To get started, I took the top 10% of hitters and the top 10% of pitchers by WAR in 2012 (through September 23rd). I then subtracted each player’s WPA from his WAR to get an idea of how much WAR overvalues WPA. While there are nuances to the concepts of “above replacement” (WAR) versus “above average” (WPA), those nuances should be flushed out later when I compare the two groups. For 2012, the top 10% of pitchers recorded a WAR 2.55 wins greater than WPA. The top 10% of hitters only recorded a WAR 2.11 wins greater than WPA. Though the 2.55 and 2.11 figures themselves shouldn’t mean much to us, the 0.44-win difference should. That figure approximates that WAR is overvaluing elite starting pitchers by 0.44 wins on average, relative to the elite hitters. I think this is due to a greater percentage of the WAR an elite starting pitcher accumulates being wasted on blowout wins.
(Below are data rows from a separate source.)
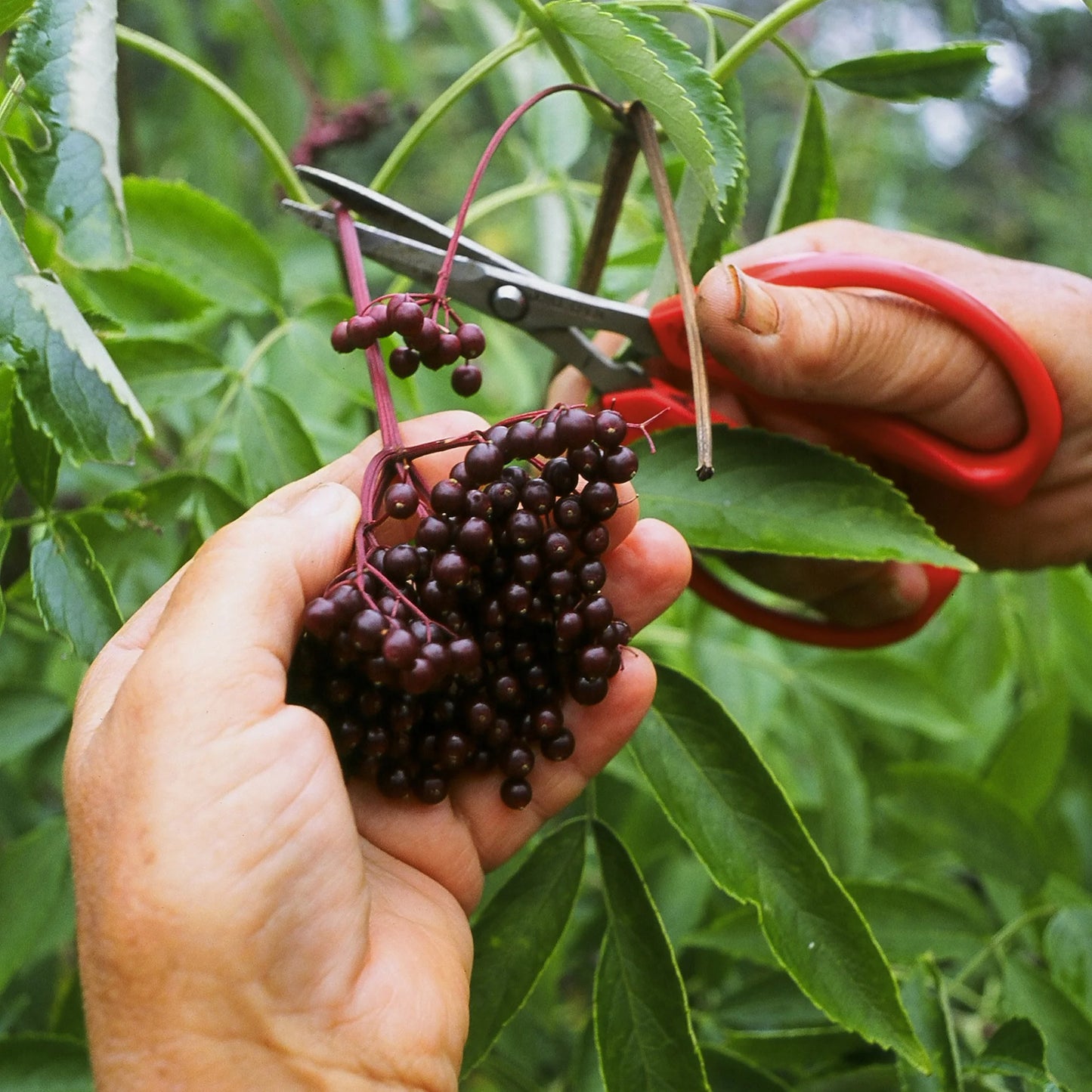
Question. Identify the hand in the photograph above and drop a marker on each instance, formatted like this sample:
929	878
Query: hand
888	353
243	920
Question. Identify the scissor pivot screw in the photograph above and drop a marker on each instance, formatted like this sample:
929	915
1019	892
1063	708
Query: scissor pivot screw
509	302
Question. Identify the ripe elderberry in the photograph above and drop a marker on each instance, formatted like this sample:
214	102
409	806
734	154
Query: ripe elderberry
426	341
449	657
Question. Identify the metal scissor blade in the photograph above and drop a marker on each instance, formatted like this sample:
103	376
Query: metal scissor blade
551	314
389	214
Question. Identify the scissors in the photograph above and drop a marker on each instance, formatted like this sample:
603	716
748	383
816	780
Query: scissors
411	243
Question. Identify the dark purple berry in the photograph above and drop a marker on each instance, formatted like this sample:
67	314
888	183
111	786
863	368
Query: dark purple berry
471	340
576	427
403	362
515	793
620	466
339	339
466	380
400	500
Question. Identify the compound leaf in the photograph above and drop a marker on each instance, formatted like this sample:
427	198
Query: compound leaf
73	390
809	187
67	51
783	496
37	862
45	1064
71	590
908	76
36	459
946	809
201	242
11	11
723	800
517	934
1066	1028
664	74
927	1001
274	446
1015	1050
642	1021
26	718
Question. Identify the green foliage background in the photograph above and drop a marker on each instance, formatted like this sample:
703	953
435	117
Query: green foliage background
946	782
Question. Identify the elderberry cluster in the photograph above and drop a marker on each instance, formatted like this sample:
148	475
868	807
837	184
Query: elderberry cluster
452	653
425	340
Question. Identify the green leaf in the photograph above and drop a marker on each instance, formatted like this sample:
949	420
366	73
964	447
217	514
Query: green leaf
36	459
729	1072
809	187
67	53
725	803
164	373
201	242
1032	755
518	932
26	718
144	299
9	471
1067	942
39	863
274	446
780	495
1066	1028
5	540
45	1064
911	920
908	76
642	1020
71	388
926	1001
1015	1050
891	690
664	74
946	809
71	590
11	11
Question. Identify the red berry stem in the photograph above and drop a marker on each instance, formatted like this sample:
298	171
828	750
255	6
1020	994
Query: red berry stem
444	275
389	431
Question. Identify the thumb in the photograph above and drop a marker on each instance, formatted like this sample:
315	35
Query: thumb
858	348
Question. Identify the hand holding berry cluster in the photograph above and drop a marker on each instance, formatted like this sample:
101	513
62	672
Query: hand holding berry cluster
425	340
451	654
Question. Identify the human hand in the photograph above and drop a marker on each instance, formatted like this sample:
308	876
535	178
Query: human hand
888	353
245	920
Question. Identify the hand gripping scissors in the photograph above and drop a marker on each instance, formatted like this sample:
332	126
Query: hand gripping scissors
411	243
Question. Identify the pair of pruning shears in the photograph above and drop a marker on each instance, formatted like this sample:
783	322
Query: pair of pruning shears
407	243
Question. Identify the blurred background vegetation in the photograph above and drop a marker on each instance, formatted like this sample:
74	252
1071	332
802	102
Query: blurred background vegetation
1008	171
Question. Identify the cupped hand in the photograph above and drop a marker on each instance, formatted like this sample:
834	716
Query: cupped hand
245	920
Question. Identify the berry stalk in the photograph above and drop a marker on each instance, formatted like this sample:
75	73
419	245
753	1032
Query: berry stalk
389	431
444	277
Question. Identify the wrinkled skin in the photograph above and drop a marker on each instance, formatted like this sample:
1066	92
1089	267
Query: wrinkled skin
243	920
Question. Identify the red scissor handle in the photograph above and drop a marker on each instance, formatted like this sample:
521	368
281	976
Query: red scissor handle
1003	476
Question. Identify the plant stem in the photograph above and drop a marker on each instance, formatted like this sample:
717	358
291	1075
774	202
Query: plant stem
616	176
449	258
657	175
250	122
377	370
444	103
11	98
759	34
559	46
999	939
731	17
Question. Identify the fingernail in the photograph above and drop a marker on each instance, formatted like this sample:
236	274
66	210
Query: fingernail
756	309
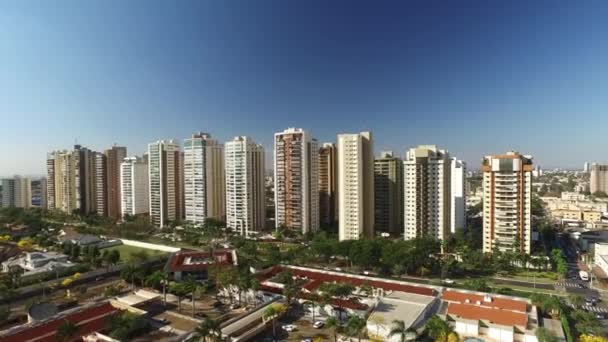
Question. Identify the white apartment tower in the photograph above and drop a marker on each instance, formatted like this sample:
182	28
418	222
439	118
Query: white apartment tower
134	187
204	184
245	193
507	188
355	186
458	204
427	199
296	172
165	178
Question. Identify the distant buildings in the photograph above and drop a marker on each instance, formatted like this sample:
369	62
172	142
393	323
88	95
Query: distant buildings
355	186
245	204
16	193
296	172
507	188
204	184
427	195
328	185
165	179
388	192
134	182
598	178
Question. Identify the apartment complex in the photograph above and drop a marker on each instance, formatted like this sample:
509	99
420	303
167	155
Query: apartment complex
134	185
16	193
507	188
427	192
355	185
165	182
113	158
458	205
296	172
71	180
388	192
204	184
245	196
598	178
328	185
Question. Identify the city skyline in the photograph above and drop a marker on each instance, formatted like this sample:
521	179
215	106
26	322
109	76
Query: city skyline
489	78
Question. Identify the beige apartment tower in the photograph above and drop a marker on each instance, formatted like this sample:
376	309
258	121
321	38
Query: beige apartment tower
507	188
427	199
598	178
355	186
204	183
245	192
296	172
388	192
165	182
328	185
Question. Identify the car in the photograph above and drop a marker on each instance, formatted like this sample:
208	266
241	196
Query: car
318	324
289	327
So while the WPA of one single player is highly variable, looking at WPA trends in 2012 for elite starters suggests that, on average, WAR is overvaluing top pitchers. But why use small sample sizes when you can use big sample sizes?
I performed the same test, combining the 2009 through 2011 seasons. However, to qualify for elite status, a player had to be in the 85th percentile for both WAR and WPA over the three seasons. This hopefully reduced any sampling biases of the first method. The hitter group recorded a WAR 5.9 wins greater than WPA, while the pitcher group’s difference climbed to 7.7 wins. Again, we expect WAR to outpace WPA since the baseline for WAR is lower, so these differences in and of themselves are not surprising. But when we compare the differences between the pitchers and hitters groups—the differences in the differences, if you will—the pitchers were “overvalued” by an additional 1.8 wins compared to the hitters (7.7 minus 5.9), or about 0.6 wins per season. In terms of money, that’s worth approximately $2.5M on the free-agent market these days, and not something that should be entirely ignored.
*It should be noted that the differences in WAR minus WPA for the 2009 – 2011 tests were highly significant, according to both a T-test and a Wilcoxon Rank Sum test.